Why You’ll Love This Recipe
This dish is a fantastic option for busy nights when you need a healthy meal that’s both quick and delicious. The combination of ground chicken, zucchini, bell peppers, and tomatoes creates a balanced and satisfying meal. Not only is it full of nutrients, but it also comes together in one pan, saving you time on cleanup. Whether you’re meal prepping or feeding the whole family, this recipe will quickly become a go-to favorite!
Ingredients
- 1 pound ground chicken (or ground turkey or diced chicken)
- 2 large zucchini, diced
- 1 large bell pepper, diced (any color)
- 1 medium onion, diced
- 2 cloves garlic, diced
- 1 cup corn (fresh, frozen, or canned)
- 1 (14-ounce) can diced tomatoes, drained well
- 2 teaspoons Italian seasoning (or 1 teaspoon dried basil and oregano)
- 1 teaspoon salt
- 1/2 teaspoon ground black pepper
- 1 cup grated cheese (any variety, including parmesan)
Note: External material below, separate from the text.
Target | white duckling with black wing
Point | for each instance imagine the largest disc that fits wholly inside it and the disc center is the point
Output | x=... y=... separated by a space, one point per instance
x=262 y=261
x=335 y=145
(Tip: You’ll find the full list of ingredients and measurements in the recipe card below.)
Directions
- Heat a large skillet over medium-high heat. Add the ground chicken and cook until browned and cooked through, breaking it up into small pieces as it cooks. Drain any excess grease.
- Add the diced onion, bell pepper, and garlic to the skillet with the chicken. Sauté for 3-4 minutes until the vegetables are softened.
- Stir in the corn, drained diced tomatoes, and Italian seasoning (or basil and oregano). Simmer for a few minutes until everything is warmed through.
- Add the diced zucchini to the skillet and sauté for just 2-3 minutes until the zucchini is tender but not mushy.
- Taste and adjust the seasoning, adding more salt or spices as needed. If there’s excess liquid in the pan, spoon it out and discard.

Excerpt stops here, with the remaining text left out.